A central focus of the repository since 1999 has been identifying the genes responsible for lupus in African-Americans. This effort was boosted by collaboration, in 2003, with Drs Gary Gilkeson and Diane Kamen at the Medical University of South Carolina (MUSC), who spearheaded the enrollment of SLE patients and controls from the Gullah population. The Gullah are a semi-isolated population residing in the Sea Islands along the South Carolina coast and adjacent inland communities. They have lived in this region since the early 1700s when they were transported from West Africa, and constitute a unique population with greater genetic homogeneity than most other African-American communities in the USA. The Gullah maintain stable family units, making assembly of a collection of pedigrees for the study of multigenic diseases like lupus possible.
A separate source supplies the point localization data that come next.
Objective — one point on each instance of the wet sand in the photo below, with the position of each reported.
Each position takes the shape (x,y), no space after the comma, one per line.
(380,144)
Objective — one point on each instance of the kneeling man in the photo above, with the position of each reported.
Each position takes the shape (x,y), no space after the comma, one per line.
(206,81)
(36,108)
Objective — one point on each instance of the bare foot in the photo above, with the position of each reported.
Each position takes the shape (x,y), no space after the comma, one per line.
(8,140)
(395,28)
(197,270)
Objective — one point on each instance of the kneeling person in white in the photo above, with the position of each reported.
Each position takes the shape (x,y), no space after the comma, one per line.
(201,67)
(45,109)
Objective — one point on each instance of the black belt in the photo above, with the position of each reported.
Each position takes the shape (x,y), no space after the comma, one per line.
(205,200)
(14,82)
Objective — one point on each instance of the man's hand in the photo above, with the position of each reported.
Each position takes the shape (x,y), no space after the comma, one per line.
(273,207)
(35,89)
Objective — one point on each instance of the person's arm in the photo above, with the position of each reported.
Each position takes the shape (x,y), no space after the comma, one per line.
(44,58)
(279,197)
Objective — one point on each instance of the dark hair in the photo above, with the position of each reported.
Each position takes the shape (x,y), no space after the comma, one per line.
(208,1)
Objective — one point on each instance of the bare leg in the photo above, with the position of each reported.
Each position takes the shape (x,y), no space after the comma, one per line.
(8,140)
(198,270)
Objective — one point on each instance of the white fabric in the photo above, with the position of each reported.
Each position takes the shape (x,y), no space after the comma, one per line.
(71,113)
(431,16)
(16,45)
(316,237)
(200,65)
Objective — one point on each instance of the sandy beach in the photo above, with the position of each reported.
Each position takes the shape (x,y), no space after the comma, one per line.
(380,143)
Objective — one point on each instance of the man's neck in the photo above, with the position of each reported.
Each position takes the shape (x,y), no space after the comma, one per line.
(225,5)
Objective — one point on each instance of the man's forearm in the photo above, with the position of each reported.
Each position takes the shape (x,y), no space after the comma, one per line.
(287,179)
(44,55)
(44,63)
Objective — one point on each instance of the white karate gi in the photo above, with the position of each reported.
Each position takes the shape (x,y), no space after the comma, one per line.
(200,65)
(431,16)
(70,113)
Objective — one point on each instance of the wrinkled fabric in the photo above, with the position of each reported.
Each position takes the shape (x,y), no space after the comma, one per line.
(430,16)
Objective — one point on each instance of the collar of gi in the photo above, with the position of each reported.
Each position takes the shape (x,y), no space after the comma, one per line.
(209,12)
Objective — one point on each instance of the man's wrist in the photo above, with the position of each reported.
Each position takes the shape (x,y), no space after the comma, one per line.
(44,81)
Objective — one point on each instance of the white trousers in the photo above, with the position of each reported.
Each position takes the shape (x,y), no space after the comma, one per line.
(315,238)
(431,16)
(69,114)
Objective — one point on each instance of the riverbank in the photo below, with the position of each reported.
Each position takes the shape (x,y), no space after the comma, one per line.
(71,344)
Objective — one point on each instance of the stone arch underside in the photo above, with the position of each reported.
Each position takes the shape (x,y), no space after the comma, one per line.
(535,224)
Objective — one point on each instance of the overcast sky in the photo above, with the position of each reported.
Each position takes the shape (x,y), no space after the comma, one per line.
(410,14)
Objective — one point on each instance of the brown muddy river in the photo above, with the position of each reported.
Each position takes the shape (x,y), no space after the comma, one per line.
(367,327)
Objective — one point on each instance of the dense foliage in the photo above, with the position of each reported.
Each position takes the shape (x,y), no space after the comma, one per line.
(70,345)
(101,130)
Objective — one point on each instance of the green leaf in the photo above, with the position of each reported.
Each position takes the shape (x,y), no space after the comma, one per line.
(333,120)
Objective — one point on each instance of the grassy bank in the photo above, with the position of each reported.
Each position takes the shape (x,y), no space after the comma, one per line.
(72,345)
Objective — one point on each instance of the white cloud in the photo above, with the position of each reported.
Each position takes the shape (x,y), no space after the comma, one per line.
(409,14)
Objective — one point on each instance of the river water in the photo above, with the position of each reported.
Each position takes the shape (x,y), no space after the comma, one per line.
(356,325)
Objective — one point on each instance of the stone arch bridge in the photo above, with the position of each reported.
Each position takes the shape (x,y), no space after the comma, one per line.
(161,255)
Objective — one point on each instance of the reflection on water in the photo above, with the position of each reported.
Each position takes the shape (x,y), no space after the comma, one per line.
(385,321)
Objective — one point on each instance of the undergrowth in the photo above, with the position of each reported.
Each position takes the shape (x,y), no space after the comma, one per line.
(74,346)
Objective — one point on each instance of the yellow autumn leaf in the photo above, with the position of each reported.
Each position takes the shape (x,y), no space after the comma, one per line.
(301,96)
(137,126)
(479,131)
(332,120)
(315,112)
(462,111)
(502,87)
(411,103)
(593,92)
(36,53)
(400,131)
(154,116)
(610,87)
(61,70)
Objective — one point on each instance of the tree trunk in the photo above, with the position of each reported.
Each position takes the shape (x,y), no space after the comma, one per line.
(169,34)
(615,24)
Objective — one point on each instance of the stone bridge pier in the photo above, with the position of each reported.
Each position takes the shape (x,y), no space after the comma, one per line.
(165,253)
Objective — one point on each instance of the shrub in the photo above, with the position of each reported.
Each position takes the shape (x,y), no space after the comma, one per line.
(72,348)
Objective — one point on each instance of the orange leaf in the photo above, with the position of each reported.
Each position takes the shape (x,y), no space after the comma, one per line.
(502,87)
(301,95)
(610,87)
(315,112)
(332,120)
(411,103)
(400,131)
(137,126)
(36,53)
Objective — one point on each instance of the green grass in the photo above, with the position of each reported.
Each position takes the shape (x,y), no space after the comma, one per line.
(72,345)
The LFRR genetics approach has evolved over time; originally, it was focused on linkage in multiplex pedigrees and microsatellite genotyping. The technical revolution in SNP genotyping changed the focus to case–control studies for association, making genome-wide association studies (GWASs) feasible. The LFRR responded to this challenge by expanding recruitment to include simplex families, which are ideal for population-based case–control and family-based association studies.
By 2006, the expanded future goals of the LMRR led to active recruitment of both sporadic and familial SLE and the LMRR was renamed the Lupus Family Registry and Repository (LFRR). In addition, this change allowed for a greater variety in race, ethnicity, gender and age of participants diagnosed with SLE, leading to a collection of lupus patients that more closely reflects the natural distribution of the disease across those same variables (Figs 1–3).
Fifteen years after its modest beginnings, the LFRR has collected 2618 affected SLE individuals from 1954 pedigrees, 8157 controls and information on 82000 individuals and 35 million data points. The bio-bank contains more than 750000 aliquots of biological samples and the genotyping core has generated more than 650 million genotypes. All of this has been translated into 104 peer-reviewed publications based on access to LFRR resources (see supplementary data available at Rheumatology Online) and has made a major contribution toward the transformation of our understanding of the genetics of lupus that, thanks partly to the LFRR, is well under way.
Nowadays, the processes of the LFRR are divided into multiple specialized areas as follows.
The LFRR recruiters receive information, with the permission of the prospective participant, concerning whether they are willing to participate and whether they might satisfy entry criteria. Collaborating investigators, the Centers for Medicare and Medicaid Services, physician referrals, recruitment events, and the LFRR Web site (www.lupus.omrf.org) are ascertainment sources. Each SLE patient who agrees to participate completes a screening interview. Recruiters score the interviews based on the scoring system developed to gauge the ACR classification criteria , enter the information into the database, and alert record reviewers of an interview awaiting evaluation. Recruiters proceed based on the record reviewer’s decision to enrol the participant, to place her/him into pending, or to remove from further consideration.
Enrolment involves obtaining informed consent from the participant and participating family members and controls, providing paperwork and arranging phlebotomies. Weekly follow-up through phone calls, e-mails or letters is critical to ensure sample and data return. Participants who are hesitant about completing participation after enrolment are removed, but not before substantial recruiter effort to facilitate their initial decision to participate.
Potential participants placed into pending (whose eligibility is determined by reviewing medical records before obtaining a blood sample) are provided with an explanation of why they are not proceeding immediately to enrolment, as well as release of information (ROI) forms and the OMRF Notice of Privacy Practices. Recruiters contact pending participants monthly regarding the status of records acquisition and review. After record review, enrolment or removal procedures follow based on the decision of the reviewer.
All enroled participants who complete participation receive a small reimbursement, a copy of their serology report (if desired) and a free subscription to the annual LFRR newsletter, the Lupus Linkage Newsletter.
The clinical data that are collected in the database are based on verifiable medical records. The records pertinent to the diagnosis and treatment of each affected participant are obtained by records acquisition specialists after the participant has sent a signed Health Insurance Portability and Accountability Act (HIPAA)-compliant release of information form along with a list of facilities that will provide the records. Each health care provider is contacted in writing, specifying the patient and time frame for records of interest and a description of the purpose of the request, and provided a copy of the signed ROI form. Collecting all the records often requires repeated contacts with the providers; the database helps track the requests and monitors ROI expiration dates. Minimizing the expenses of medical record retrieval is a continuing goal.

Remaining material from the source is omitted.